Obgleich die Truppe, in der neben Rainer seit jeher Michael “Mitsch Oko” Schönmetzer (Gitarre) und Daniel “Dan le Tard” Schubert (Bass) wirken sowie seit 2014 (da gab es auf der Position des Schlagzeugs einen Wechsel – bis dato war zumeist “Niko Lai” zu Gange) auch Sebastian Schwab, schon immer “von vielen Stilen so viele” mixte (wodurch dann irgendwann auch mal der Begriff “Bastardpop” die Runde machte), ist die neue CD, die am 03. Februar in die Läden kommt, die vielleicht sperrigste bisher. Was vielleicht auch ein klitzeklein wenig an zwei “neuen” Stimmen liegen mag: Frontmann Rainer übt sich nun an ein paar Stellen auch im Falsett-Gesang; und wie dereinst bei Knorkator wird nun auch bei dieser Combo der eigene Nachwuchs (nun gut: zunächst nur einer der Sprösslinge der Herren – alle Vier sind inzwischen Familienväter) mit ins Rennen geschickt. Auch ohne die Kinderstimme ist der entsprechende Song (“Alles tun”) einer von der Sorte, den man nur lieben oder hassen kann – die Mehrheit jener Kulturküche-Redaktionsmitglieder, die “RVV” seit Jahren fest in ihrer persönlichen Top5 von Künstlern im deutschsprahigen Bereich verankert sehen, konnte bei einer ausgiebigen Listening-Session eher weniger mit dem Stück anfangen. Mit anderen Tracks, auch weil es wieder eine Menge Doppelbödiges zu entdecken gibt, hingegen eine Menge.
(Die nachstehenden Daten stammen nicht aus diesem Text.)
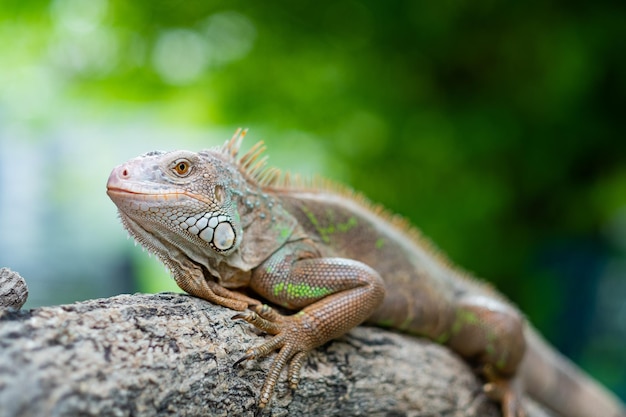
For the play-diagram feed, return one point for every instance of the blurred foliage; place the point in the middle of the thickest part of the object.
(497, 127)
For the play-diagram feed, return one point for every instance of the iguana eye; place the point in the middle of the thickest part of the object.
(182, 167)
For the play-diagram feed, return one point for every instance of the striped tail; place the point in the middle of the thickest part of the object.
(556, 382)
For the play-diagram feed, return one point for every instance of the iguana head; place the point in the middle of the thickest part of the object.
(205, 207)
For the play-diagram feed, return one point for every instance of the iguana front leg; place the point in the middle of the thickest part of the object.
(333, 295)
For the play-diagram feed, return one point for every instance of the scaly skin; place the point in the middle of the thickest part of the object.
(224, 224)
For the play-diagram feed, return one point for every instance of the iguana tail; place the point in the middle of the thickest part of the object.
(557, 383)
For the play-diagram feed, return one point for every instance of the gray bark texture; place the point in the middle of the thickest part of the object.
(173, 355)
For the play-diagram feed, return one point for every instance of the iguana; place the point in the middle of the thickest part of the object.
(240, 234)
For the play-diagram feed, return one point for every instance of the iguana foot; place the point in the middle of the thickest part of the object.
(294, 337)
(504, 392)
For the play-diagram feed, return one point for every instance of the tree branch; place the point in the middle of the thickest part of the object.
(172, 354)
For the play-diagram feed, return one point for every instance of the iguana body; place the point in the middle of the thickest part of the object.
(233, 232)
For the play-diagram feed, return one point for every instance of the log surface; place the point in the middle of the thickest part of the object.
(172, 354)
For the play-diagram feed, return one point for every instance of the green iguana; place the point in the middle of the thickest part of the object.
(234, 232)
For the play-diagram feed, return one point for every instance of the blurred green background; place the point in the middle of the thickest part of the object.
(496, 127)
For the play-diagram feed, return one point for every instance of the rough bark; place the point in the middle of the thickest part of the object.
(172, 354)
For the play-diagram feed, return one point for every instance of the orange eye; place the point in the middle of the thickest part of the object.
(182, 167)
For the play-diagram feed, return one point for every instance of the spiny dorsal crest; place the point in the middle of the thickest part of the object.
(253, 163)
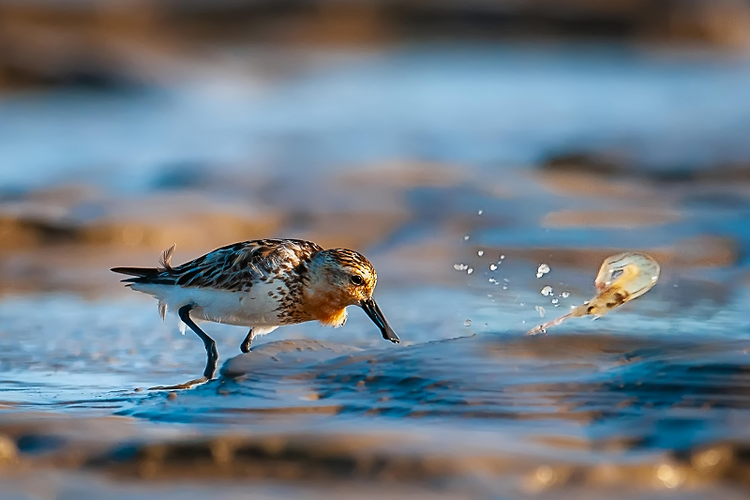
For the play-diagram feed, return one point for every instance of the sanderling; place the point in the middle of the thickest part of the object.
(262, 284)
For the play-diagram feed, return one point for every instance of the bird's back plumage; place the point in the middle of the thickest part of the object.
(232, 268)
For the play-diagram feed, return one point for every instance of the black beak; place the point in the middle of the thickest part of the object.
(376, 315)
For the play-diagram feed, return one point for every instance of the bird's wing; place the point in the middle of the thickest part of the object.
(234, 267)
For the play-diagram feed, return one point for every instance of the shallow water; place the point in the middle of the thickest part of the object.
(423, 158)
Im Opener etwa, in dessen Textzeilen sich der Albumtitel mehrfach wiederfindet, der aber trotzdem nicht “Überall Chaos” sondern “Divan” heißt, und relativ zu Beginn von einer von hier bis zum Mond reichenden “To-do-list” erzählt und gleichzeitig Raum bietet, sich in diesen tatsächlich ungemeinhin hektischen (und ausbeuterischen) Zeiten mal ein wenig auszuklinken: “Boom, Boom, Boom, Boom, – Lauter geht es wohl immer doch mein Limit ist erreicht. Lauf, lauf, lauf, lauf schneller – bis mein Kopf einer Stoppuhr gleicht. Tick tack tock, tick tack tock, Dieser Rythmus geht rein, doch mit ihm gehst du am Stock…Aus dem Schaufenster werfen Monster-Fernseh-Displays Ihre Bilder auf die Straße – Graffitti ohne Sprays…” Als Anspieltipp empfehlen wir insbesondere “Der größte Tag” – der wie die Faust aufs Auge der noch nicht gänzlich von braunen Rattenfängern vereinnahmten Menschen passt, die sich zu Recht nicht mehr so wirklich wohl in ihrer Haut fühlen können.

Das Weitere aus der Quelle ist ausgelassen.